Given \( \frac{dV}{dt} = 12 \) and \( h = 4 \):
\( 12 = 36\pi (4)^2 \frac{dh}{dt} \).
\( 1 = 3\pi (16) \frac{dh}{dt} \Rightarrow \frac{dh}{dt} = \frac{1}{48\pi} \) cm/s.
Q15
The total cost \( C(x) \) in Rupees associated with the production of \( x \) units of an item is given by \( C(x) = 0.007x^3 - 0.003x^2 + 15x + 4000 \). Find the marginal cost when 17 units are produced.
Solution:
Marginal Cost \( MC = \frac{dC}{dx} \).
\( MC = \frac{d}{dx}(0.007x^3 - 0.003x^2 + 15x + 4000) \)
\( = 0.021x^2 - 0.006x + 15 \).
When \( x = 17 \):
\( MC = 0.021(17)^2 - 0.006(17) + 15 \)
\( = 0.021(289) - 0.102 + 15 \)
\( = 6.069 - 0.102 + 15 \)
\( = 20.967 \).
Q16
The total revenue in Rupees received from the sale of \( x \) units of a product is given by \( R(x) = 13x^2 + 26x + 15 \).
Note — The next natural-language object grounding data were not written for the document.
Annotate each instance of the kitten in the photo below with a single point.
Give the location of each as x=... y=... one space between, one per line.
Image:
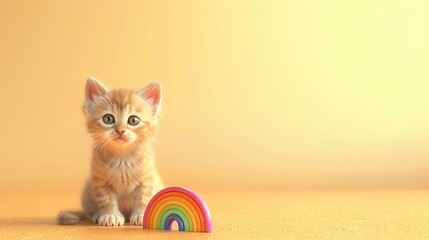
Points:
x=123 y=175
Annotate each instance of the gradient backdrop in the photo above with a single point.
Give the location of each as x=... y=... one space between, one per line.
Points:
x=257 y=94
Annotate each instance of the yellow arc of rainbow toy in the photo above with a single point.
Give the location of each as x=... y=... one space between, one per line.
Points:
x=178 y=204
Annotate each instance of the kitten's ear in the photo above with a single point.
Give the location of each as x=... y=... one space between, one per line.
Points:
x=151 y=93
x=93 y=89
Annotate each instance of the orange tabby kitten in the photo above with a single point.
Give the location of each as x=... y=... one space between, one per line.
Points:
x=123 y=175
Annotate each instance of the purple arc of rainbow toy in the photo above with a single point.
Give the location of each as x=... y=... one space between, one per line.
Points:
x=178 y=204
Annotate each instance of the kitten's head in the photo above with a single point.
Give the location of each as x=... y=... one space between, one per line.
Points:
x=121 y=119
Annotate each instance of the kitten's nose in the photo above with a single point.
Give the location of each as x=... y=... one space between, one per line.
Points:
x=120 y=131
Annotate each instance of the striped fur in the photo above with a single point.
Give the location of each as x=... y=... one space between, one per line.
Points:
x=123 y=174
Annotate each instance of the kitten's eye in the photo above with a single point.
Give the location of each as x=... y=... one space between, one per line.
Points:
x=133 y=120
x=108 y=119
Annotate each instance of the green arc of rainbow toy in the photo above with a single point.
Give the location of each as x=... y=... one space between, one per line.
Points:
x=178 y=204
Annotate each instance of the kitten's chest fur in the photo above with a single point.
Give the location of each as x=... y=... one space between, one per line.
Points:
x=124 y=173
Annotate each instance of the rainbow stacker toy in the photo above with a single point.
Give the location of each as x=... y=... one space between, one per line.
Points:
x=178 y=204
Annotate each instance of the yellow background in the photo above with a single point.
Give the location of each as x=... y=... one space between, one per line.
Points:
x=257 y=94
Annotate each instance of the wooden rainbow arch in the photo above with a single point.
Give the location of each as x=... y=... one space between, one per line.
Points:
x=178 y=204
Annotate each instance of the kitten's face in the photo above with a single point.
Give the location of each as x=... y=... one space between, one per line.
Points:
x=121 y=119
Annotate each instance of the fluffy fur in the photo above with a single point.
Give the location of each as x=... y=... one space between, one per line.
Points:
x=123 y=175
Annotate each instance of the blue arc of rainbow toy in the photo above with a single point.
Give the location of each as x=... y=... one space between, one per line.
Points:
x=178 y=204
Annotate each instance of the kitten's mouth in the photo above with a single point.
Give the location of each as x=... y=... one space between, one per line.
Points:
x=121 y=139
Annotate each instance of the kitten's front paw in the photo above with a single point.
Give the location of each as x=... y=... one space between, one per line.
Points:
x=137 y=218
x=111 y=219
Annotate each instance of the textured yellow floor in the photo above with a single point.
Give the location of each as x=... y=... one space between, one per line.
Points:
x=242 y=215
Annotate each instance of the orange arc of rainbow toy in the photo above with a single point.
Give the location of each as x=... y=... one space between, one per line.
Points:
x=178 y=204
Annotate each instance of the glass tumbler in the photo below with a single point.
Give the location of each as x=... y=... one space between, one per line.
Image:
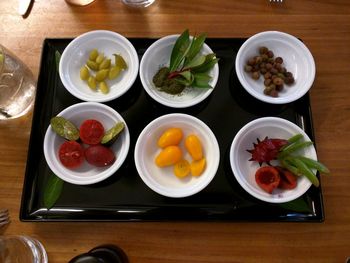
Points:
x=21 y=249
x=138 y=3
x=17 y=86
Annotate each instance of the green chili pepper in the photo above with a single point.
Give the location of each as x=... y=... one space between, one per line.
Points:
x=293 y=147
x=305 y=170
x=314 y=164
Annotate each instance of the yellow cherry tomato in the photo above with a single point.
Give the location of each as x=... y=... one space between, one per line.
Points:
x=182 y=168
x=197 y=167
x=194 y=147
x=171 y=136
x=169 y=156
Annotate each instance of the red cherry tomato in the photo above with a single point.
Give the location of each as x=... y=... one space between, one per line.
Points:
x=91 y=132
x=99 y=155
x=288 y=179
x=268 y=178
x=71 y=154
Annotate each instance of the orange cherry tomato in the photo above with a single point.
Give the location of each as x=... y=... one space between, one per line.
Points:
x=169 y=156
x=182 y=168
x=171 y=136
x=197 y=167
x=194 y=147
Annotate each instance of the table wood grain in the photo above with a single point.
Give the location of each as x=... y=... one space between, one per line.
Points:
x=324 y=27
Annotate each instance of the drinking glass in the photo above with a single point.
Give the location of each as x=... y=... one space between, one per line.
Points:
x=21 y=249
x=17 y=86
x=138 y=3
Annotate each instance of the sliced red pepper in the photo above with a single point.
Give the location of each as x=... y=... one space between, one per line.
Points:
x=288 y=179
x=268 y=178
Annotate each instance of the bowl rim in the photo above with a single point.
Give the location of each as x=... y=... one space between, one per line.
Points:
x=246 y=186
x=160 y=99
x=109 y=171
x=299 y=44
x=107 y=97
x=162 y=190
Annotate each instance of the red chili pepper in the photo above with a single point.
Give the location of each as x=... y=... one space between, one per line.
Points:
x=268 y=178
x=288 y=179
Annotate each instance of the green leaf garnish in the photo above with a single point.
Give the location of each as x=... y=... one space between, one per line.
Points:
x=188 y=68
x=180 y=50
x=52 y=191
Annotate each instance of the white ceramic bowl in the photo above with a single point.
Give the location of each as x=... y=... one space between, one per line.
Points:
x=76 y=54
x=157 y=56
x=244 y=170
x=162 y=180
x=296 y=58
x=86 y=174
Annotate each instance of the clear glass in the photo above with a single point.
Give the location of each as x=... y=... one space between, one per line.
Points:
x=20 y=249
x=80 y=2
x=17 y=86
x=138 y=3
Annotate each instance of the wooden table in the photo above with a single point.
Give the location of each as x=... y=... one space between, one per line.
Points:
x=324 y=27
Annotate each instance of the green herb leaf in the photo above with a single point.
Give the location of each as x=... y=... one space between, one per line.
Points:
x=52 y=191
x=297 y=205
x=210 y=61
x=196 y=62
x=57 y=59
x=195 y=48
x=180 y=49
x=201 y=80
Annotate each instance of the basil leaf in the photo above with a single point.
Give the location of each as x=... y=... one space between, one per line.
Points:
x=195 y=48
x=297 y=205
x=180 y=50
x=52 y=191
x=201 y=80
x=196 y=62
x=57 y=60
x=210 y=61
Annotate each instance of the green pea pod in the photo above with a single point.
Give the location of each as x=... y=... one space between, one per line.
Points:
x=294 y=147
x=289 y=166
x=64 y=128
x=314 y=164
x=305 y=170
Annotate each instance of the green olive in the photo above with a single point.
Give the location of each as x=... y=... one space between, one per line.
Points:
x=105 y=64
x=114 y=72
x=84 y=73
x=101 y=74
x=103 y=87
x=93 y=54
x=120 y=62
x=92 y=83
x=100 y=58
x=92 y=65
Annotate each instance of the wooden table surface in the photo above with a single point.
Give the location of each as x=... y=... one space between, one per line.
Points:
x=324 y=27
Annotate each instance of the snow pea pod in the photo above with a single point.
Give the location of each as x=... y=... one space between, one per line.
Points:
x=314 y=164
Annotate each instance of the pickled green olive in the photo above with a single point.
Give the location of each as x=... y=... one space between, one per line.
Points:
x=92 y=83
x=92 y=65
x=84 y=73
x=105 y=64
x=100 y=58
x=101 y=74
x=93 y=54
x=114 y=72
x=120 y=62
x=103 y=87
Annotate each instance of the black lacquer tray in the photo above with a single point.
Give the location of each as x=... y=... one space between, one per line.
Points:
x=124 y=196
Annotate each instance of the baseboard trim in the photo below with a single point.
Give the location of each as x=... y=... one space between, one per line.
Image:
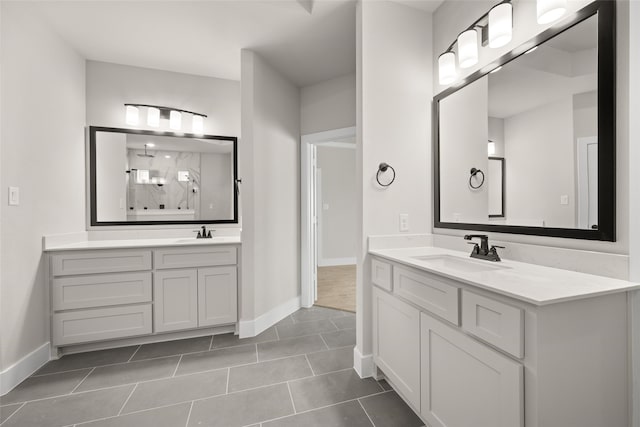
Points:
x=23 y=368
x=330 y=262
x=251 y=328
x=363 y=364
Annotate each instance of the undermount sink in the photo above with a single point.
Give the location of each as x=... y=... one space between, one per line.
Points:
x=454 y=263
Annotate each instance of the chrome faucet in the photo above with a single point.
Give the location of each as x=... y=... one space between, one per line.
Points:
x=204 y=234
x=483 y=251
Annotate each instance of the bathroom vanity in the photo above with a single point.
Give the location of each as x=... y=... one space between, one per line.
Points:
x=117 y=289
x=475 y=343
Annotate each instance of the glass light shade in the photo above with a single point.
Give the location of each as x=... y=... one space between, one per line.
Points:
x=153 y=117
x=500 y=25
x=550 y=10
x=468 y=49
x=447 y=68
x=197 y=126
x=175 y=120
x=131 y=115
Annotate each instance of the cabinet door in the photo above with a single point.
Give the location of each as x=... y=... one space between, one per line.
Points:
x=465 y=383
x=175 y=300
x=217 y=296
x=396 y=343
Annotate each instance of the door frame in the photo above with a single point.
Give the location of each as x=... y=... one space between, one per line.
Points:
x=308 y=208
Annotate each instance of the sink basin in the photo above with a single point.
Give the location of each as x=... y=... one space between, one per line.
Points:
x=454 y=263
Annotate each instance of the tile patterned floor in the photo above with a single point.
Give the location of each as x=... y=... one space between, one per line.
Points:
x=297 y=373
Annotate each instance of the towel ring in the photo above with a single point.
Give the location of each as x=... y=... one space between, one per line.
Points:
x=475 y=172
x=383 y=168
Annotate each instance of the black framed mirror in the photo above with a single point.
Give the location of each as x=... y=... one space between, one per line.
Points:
x=140 y=177
x=547 y=108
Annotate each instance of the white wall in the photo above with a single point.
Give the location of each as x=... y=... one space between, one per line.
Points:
x=42 y=152
x=328 y=105
x=393 y=125
x=110 y=86
x=539 y=141
x=337 y=223
x=453 y=16
x=466 y=148
x=269 y=167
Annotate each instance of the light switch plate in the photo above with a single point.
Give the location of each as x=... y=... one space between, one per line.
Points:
x=14 y=196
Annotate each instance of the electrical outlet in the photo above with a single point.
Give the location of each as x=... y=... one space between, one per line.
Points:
x=404 y=222
x=14 y=196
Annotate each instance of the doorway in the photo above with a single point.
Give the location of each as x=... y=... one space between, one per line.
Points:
x=327 y=263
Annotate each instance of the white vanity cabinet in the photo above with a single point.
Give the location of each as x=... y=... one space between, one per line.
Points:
x=462 y=355
x=111 y=294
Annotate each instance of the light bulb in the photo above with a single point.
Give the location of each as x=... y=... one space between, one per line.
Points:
x=500 y=25
x=153 y=117
x=550 y=10
x=131 y=115
x=197 y=126
x=468 y=49
x=175 y=120
x=447 y=68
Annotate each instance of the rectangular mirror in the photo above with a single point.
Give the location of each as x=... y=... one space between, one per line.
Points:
x=142 y=177
x=529 y=147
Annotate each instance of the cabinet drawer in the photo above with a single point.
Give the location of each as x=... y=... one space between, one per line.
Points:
x=381 y=274
x=88 y=262
x=427 y=291
x=494 y=322
x=101 y=324
x=101 y=290
x=194 y=257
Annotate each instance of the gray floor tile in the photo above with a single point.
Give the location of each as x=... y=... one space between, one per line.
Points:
x=267 y=373
x=171 y=348
x=7 y=411
x=88 y=360
x=348 y=414
x=170 y=416
x=340 y=338
x=232 y=340
x=336 y=387
x=389 y=410
x=153 y=394
x=243 y=408
x=127 y=373
x=315 y=313
x=305 y=328
x=216 y=359
x=290 y=347
x=45 y=386
x=346 y=322
x=71 y=409
x=331 y=360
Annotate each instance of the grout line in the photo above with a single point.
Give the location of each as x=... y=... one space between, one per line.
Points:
x=177 y=366
x=309 y=363
x=189 y=416
x=80 y=383
x=293 y=404
x=14 y=412
x=366 y=413
x=134 y=353
x=127 y=401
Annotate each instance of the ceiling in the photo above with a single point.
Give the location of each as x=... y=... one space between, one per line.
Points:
x=308 y=41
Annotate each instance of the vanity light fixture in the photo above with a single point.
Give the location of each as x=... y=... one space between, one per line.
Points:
x=549 y=11
x=494 y=28
x=156 y=113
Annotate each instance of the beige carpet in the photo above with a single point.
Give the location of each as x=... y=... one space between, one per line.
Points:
x=337 y=287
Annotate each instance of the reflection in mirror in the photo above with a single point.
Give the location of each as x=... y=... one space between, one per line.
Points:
x=539 y=113
x=144 y=177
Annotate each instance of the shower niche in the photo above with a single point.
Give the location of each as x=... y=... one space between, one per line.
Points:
x=145 y=177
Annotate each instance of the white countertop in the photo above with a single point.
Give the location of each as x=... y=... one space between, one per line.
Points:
x=142 y=243
x=531 y=283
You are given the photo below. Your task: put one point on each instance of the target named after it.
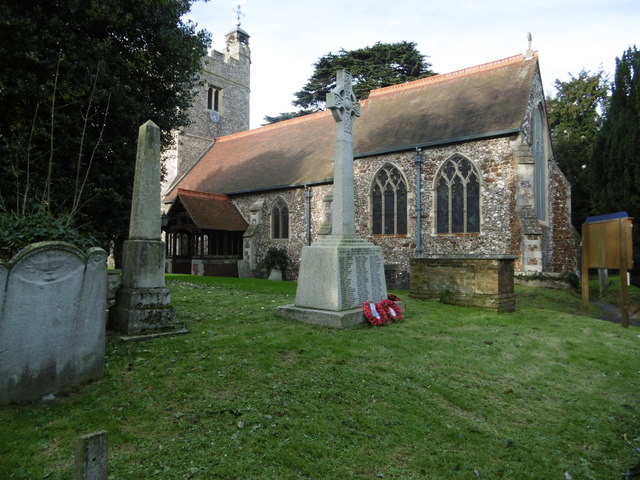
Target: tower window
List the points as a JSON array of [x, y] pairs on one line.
[[389, 202], [457, 192], [280, 219]]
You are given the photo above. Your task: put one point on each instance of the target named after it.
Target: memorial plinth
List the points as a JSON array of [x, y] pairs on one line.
[[337, 275], [341, 271]]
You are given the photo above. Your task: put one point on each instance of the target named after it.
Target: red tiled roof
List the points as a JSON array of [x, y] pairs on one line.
[[489, 99], [210, 211]]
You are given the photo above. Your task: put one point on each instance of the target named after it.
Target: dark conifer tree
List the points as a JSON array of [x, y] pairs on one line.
[[616, 155], [574, 119], [377, 66]]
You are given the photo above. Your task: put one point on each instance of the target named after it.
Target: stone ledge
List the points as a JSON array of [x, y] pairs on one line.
[[325, 318]]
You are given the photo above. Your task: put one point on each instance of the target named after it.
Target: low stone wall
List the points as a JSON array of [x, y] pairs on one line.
[[478, 281], [52, 319]]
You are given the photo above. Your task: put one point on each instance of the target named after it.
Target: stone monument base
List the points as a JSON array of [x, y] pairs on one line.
[[142, 310], [326, 318], [337, 275], [484, 281]]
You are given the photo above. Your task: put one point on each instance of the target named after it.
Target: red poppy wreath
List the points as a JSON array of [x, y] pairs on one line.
[[374, 314]]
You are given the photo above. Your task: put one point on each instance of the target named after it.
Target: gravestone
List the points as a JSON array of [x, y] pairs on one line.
[[91, 457], [143, 303], [52, 319], [340, 271]]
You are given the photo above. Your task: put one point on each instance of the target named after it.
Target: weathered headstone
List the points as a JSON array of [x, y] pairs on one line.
[[52, 319], [91, 457], [341, 271], [142, 302]]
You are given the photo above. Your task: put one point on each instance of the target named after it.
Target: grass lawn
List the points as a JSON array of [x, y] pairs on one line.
[[449, 393]]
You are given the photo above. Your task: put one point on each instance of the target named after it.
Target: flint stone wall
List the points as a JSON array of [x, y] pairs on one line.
[[469, 281], [52, 319]]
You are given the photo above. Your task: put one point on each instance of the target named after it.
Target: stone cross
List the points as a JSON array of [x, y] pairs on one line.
[[344, 107]]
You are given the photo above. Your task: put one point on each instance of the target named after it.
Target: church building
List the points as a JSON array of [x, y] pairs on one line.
[[454, 164]]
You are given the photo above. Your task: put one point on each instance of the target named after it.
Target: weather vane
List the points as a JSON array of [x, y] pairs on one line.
[[239, 14]]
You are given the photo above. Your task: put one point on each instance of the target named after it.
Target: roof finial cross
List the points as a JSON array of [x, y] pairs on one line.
[[529, 53]]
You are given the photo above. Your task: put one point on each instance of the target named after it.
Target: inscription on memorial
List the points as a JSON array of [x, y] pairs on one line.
[[359, 276]]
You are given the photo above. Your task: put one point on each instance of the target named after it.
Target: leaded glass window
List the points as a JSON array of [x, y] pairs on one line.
[[457, 197], [280, 219], [389, 202]]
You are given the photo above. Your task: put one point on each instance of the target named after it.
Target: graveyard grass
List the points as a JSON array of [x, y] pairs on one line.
[[451, 392]]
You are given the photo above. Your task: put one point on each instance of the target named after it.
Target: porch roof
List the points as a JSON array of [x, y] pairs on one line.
[[210, 211]]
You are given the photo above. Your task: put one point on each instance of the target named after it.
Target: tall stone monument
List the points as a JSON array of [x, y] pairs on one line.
[[341, 271], [142, 302]]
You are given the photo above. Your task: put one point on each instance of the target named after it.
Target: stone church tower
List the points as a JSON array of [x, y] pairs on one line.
[[220, 107]]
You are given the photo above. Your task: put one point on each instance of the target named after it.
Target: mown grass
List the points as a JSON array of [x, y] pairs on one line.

Find the marginal revenue when \( x = 7 \).
Solution:
Marginal Revenue \( MR = \frac{dR}{dx} \).
\( MR = \frac{d}{dx}(13x^2 + 26x + 15) = 26x + 26 \).
When \( x = 7 \):
\( MR = 26(7) + 26 = 26(7 + 1) = 26(8) = 208 \).
Q17
The rate of change of the area of a circle with respect to its radius \( r \) at \( r = 6 \) cm is
(A) \( 10\pi \) (B) \( 12\pi \) (C) \( 8\pi \) (D) \( 11\pi \)
(A) \( 10\pi \) (B) \( 12\pi \) (C) \( 8\pi \) (D) \( 11\pi \)
Answer: (B)
Solution:
\( A = \pi r^2 \Rightarrow \frac{dA}{dr} = 2\pi r \).
At \( r = 6 \): \( \frac{dA}{dr} = 2\pi(6) = 12\pi \).
Q18
The total revenue in Rupees received from the sale of \( x \) units of a product is given by \( R(x) = 3x^2 + 36x + 5 \). The marginal revenue, when \( x = 15 \) is
(A) 116 (B) 96 (C) 90 (D) 126
(A) 116 (B) 96 (C) 90 (D) 126
Answer: (D)
Solution:
\( MR = \frac{dR}{dx} = 6x + 36 \).
At \( x = 15 \):
\( MR = 6(15) + 36 = 90 + 36 = 126 \).